Louder

They say that the worst adult/child combination is that of teenage girl and middle-aged woman. There’s just something about one female learning to deal with PMS while another deals with menopause that has been compared to two hurricanes meeting each other across some poor, unfortunate isthmus. There will be plenty of salt water, lots of screaming, and the few wretched, traumatized survivors huddling together in the wreckage. And I guess I can see how that would be fairly awful. For the other people, I mean.

But as far as I’m concerned the very worst adult/child combination is that of preteen boy and elderly man—or at least it is as far as my ears are concerned. I don’t know which is worse: someone who shouts out the punchlines to their own jokes because they are hard of hearing or someone who shouts out the punchlines because they actually think they sound funnier that way, but the end result is the same—there’s a lot of (not very funny) shouting going on.

Look, I never claimed to be an expert on humor, but I do know this: if you have to tell someone your joke is funny, then it probably isn’t. And if you have to shout at someone that your joke is funny, then it definitely isn’t. This means that if your joke didn’t get the reaction you were hoping for the first time you told it, telling it again at a higher volume is not going to make it any funnier. Yes, there are comedians who use shouting in their stand-up routines, but trust me: you’re not one of them. You’re not one of them at all.

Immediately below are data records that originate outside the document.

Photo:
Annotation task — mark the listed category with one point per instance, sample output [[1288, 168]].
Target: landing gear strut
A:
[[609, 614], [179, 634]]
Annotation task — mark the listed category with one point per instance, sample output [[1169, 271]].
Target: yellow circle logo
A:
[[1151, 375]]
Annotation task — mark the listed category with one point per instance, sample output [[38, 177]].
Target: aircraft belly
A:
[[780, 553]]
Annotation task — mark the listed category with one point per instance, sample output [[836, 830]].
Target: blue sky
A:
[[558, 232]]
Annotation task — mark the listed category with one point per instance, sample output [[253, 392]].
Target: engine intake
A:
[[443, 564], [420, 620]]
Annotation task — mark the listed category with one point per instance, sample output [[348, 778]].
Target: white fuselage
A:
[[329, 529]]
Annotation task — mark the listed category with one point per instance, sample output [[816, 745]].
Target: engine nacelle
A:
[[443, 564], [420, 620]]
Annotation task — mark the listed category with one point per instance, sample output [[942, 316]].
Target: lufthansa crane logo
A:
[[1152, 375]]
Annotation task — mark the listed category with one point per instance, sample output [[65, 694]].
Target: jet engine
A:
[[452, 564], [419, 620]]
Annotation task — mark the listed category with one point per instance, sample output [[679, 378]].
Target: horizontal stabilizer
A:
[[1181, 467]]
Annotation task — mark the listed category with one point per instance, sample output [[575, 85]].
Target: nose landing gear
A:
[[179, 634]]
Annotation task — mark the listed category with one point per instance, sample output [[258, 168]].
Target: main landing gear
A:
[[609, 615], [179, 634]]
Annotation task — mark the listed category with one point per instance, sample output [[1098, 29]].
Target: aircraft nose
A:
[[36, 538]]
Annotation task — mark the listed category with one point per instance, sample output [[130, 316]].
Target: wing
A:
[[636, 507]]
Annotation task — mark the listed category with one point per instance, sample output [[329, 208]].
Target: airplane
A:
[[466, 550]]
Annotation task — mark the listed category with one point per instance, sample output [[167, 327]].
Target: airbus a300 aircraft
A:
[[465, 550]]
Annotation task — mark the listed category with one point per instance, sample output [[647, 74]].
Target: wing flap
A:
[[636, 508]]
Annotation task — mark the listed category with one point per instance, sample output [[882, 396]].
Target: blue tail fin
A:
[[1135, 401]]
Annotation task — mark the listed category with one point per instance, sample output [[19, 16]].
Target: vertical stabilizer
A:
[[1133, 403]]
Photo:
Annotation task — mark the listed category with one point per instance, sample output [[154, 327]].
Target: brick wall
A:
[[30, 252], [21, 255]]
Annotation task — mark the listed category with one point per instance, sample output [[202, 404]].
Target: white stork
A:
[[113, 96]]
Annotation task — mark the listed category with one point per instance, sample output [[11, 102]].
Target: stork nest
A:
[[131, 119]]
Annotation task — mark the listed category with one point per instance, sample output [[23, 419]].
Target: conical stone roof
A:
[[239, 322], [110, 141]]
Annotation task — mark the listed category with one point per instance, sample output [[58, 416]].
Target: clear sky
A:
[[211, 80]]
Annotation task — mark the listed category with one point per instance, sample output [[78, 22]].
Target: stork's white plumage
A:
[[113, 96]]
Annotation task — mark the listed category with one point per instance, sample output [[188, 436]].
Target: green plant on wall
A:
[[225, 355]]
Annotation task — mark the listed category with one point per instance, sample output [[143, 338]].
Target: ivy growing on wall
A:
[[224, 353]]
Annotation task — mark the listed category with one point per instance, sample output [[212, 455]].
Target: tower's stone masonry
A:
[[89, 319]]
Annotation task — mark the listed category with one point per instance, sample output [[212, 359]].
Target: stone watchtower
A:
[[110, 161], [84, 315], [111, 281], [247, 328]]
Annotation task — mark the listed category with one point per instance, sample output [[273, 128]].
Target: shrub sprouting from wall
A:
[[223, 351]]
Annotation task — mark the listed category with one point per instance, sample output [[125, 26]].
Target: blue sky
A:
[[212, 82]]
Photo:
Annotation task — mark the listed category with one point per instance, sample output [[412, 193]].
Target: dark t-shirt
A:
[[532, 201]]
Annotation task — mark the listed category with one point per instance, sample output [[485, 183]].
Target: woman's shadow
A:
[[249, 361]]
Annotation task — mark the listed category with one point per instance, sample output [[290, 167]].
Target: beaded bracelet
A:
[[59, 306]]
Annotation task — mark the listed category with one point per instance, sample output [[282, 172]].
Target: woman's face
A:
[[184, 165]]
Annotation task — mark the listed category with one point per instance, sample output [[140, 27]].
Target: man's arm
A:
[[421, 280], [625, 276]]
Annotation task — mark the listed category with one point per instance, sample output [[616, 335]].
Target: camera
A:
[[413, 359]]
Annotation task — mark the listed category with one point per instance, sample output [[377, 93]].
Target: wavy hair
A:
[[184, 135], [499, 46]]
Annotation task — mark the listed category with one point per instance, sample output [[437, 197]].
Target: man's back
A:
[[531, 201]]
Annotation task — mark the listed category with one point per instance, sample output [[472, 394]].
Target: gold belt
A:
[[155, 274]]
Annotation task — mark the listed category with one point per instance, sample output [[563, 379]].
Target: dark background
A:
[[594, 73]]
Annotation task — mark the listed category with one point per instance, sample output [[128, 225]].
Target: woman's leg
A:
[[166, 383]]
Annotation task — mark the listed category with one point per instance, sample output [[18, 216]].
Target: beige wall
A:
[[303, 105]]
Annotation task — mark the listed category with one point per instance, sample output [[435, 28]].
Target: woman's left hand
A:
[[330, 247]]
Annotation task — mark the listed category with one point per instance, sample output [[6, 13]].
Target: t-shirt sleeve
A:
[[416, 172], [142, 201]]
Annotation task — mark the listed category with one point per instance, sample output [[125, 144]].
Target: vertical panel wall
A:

Although, then again, what do I know? Twelve-year-old boys are definitely not my target audience, so maybe I am completely wrong about the “louder not being funnier” thing. Maybe, on the twelve-year-old stand-up comedy circuit, louder is way funnier. Judging from the volume they crank each other up to when they are left to their own devices, this certainly seems to be the case. But here’s the thing: I don’t want to attend a show on the twelve-year-old stand-up comedy circuit.

That’s a show I would not only not pay to see, but would actually pay not to see.

Unfortunately, however, I don’t seem to have a choice, since the fact is that twelve-year-old boys tend to hang out with other twelve-year-old boys, and therefore my twelve-year-old attracts other twelve-year-olds to his side like—well, I would say “like moths to a flame,” but considering the subject matter I’m going to go with “like flies to a dunghill.” In other words, there are a lot of twelve-year-old boys hanging around my house. Which means that the volume of shouted “jokes” coming out of the living room can reach levels unprecedented among a group of non-beer-drinking, game-watching males.

In fact, the only time I have ever seen anything even approaching that volume is when I see elderly men trying to to get you to laugh at the punchline of one of their jokes involving either Obama or Hillary—oftentimes both. That’s one of the only ways you can tell an old man’s joke from a young man’s joke, by the way: the political content. That, and the fact that the twelve-year-old’s doesn’t end in a hacking smoker’s cough. Hopefully. Because you certainly can’t tell them apart based on the volume at which they are told. The only thing that could possibly be louder is a jet engine wielding a leaf blower.

Or maybe the sound of those two hurricanes meeting up in the kitchen to argue over who sent who the most condescending text. Yeah, I’ll admit, that was kind of a loud one.

Suddenly I’m beginning to understand why my husband likes to spend so much time in the bathroom.